高等生物になればなるほど、器官は複雑になり、それゆえ、それらの器官が偶然に整う確率も低くなる。
地蜘蛛よりも、巣を作る蜘蛛のほうが、様々な複雑な器官を持つだろうから、それらを遺伝子の突然変異によって手に入れるには、それだけ多くの試行錯誤がなければならないだろう。
さいころの1の目を2回連続で出すよりも、6回連続で出すほうが、試行回数が増えるのと同じである(もちろん、確率として1発で出る可能性がないわけではないのだが、進化というものがそのような稀な現象を期待しなければ成り立たないのであれば、それはすでに科学であることを止めているのである)。

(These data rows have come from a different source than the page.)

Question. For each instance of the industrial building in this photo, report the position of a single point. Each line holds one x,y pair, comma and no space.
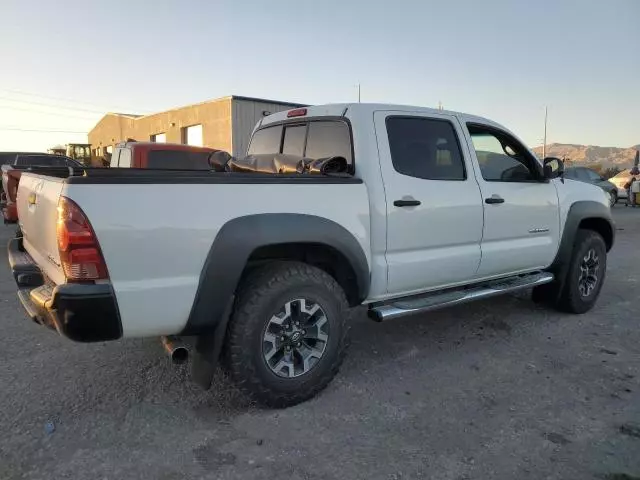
225,124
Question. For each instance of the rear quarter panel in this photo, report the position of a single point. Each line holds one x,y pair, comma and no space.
38,221
155,238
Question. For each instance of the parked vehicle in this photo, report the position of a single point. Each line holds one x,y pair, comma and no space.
170,156
440,208
11,173
9,157
583,174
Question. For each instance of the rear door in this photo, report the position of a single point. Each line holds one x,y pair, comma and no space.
521,214
38,213
434,207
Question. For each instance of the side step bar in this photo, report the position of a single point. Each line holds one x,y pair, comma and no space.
432,301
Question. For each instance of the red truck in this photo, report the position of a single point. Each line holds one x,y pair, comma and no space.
12,170
165,156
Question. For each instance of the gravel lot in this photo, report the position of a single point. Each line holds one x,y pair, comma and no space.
501,389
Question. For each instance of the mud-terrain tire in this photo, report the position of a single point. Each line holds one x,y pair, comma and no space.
279,373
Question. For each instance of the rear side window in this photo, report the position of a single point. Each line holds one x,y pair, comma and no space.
266,140
425,148
329,139
294,137
314,139
178,160
114,157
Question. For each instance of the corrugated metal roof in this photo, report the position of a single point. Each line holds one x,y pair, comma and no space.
232,97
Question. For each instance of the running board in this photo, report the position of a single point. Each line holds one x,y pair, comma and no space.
432,301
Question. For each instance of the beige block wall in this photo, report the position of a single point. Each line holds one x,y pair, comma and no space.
215,118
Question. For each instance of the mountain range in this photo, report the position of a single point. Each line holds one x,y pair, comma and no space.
591,154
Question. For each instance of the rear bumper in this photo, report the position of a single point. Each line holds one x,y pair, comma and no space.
80,312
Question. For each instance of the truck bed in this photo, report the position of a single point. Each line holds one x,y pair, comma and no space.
156,227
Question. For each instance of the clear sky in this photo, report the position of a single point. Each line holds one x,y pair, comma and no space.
503,59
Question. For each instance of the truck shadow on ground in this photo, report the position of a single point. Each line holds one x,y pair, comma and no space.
372,344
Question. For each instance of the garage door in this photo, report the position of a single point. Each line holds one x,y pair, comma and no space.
193,135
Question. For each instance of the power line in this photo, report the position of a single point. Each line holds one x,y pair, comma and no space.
29,102
18,129
43,112
21,92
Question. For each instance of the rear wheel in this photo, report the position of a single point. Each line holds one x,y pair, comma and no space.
288,334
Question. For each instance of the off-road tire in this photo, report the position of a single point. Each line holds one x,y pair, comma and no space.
569,299
259,297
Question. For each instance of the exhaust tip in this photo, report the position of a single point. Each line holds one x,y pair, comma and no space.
177,351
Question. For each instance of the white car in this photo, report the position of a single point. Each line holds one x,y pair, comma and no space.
620,180
438,208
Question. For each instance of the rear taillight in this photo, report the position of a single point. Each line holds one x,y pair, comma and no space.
80,253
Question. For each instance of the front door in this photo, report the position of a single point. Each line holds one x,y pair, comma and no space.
521,215
433,203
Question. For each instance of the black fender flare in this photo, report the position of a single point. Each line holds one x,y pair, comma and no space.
240,237
587,213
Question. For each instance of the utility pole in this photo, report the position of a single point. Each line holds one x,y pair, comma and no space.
544,144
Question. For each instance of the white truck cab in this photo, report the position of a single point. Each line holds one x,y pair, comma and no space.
438,208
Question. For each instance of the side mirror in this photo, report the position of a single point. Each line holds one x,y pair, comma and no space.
553,168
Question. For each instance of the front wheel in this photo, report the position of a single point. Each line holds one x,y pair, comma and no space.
586,273
288,334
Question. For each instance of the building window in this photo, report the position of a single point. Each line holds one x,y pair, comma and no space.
192,135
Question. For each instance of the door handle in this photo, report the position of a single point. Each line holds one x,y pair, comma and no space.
493,199
407,202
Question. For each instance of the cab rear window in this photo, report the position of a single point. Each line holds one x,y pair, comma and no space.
312,139
178,160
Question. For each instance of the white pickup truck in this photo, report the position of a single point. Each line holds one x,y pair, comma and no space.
439,208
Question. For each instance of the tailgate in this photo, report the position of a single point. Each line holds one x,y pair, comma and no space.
38,213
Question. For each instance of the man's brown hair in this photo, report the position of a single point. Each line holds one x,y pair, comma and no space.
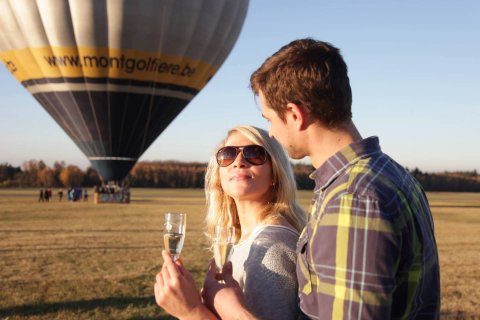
309,73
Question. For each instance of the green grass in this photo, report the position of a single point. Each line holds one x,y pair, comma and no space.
85,261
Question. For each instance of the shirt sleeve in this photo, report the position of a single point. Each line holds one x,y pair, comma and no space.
271,289
353,252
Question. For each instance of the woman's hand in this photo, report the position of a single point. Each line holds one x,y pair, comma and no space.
223,295
175,291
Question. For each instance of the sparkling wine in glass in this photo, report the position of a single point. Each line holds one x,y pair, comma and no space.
174,233
223,245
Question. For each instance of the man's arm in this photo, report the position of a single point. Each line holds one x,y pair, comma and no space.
354,253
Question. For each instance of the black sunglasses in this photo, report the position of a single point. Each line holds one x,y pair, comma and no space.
253,154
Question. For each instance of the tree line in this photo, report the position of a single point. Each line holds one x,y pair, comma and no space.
176,174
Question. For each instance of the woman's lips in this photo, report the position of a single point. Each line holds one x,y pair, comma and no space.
240,177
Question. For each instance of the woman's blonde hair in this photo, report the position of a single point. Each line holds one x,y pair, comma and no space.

このように、高等生物になればなるほど、試行回数が増え、つまり、それだけ個体数が必要になるわけであるから、自然界において、進化が起こったのであれば、高等生物の数のほうが下等生物の数よりも多くなければならないはずだが、現実は逆である。
これはどうしたことだろうか。
地蜘蛛が空に巣を作る蜘蛛に進化したのであれば、進化の過程において、糸を作る器官を生み出すためのDNAの配列変化、糸に粘り気を生じさせるためのDNAの配列変化、糸を紡いで空に巣を作る本能を生じさせるためのDNAの配列変化が起こったはずである。
もちろん、試行錯誤もなく、突然これらの形質が生じたはずはないのだから、そこに無数の踏み台になった中間の蜘蛛がいたはずである。
さて、この3つの形質が生存に寄与するためには、それぞれが同時に揃わねばならない。例えば、粘り気のない糸で巣を作っても効果はほとんどないから。
この3つの形質を同時に身に付けた蜘蛛が現われるには、このうちの1つの形質を身につけた蜘蛛を期待するよりも多くの時間と個体数を必要とするのは当然である。
つまり、生物が高度な機能を獲得すればするほど、進化の時間と個体数は指数関数的に増えねばならない。
しかし、先ほど述べたように、自然界は、逆に高等動物になればなるほど、個体数は減少している。それに、現在の進化論では、高等生物になればなるほど、進化に長い時間を与えてはいない。
ある進化論者によれば、人に知恵がついたのはたったの2万年だそうだ。
人間の脳とか言語中枢というとてつもなく複雑なものがたったの2万年で成立したのだと!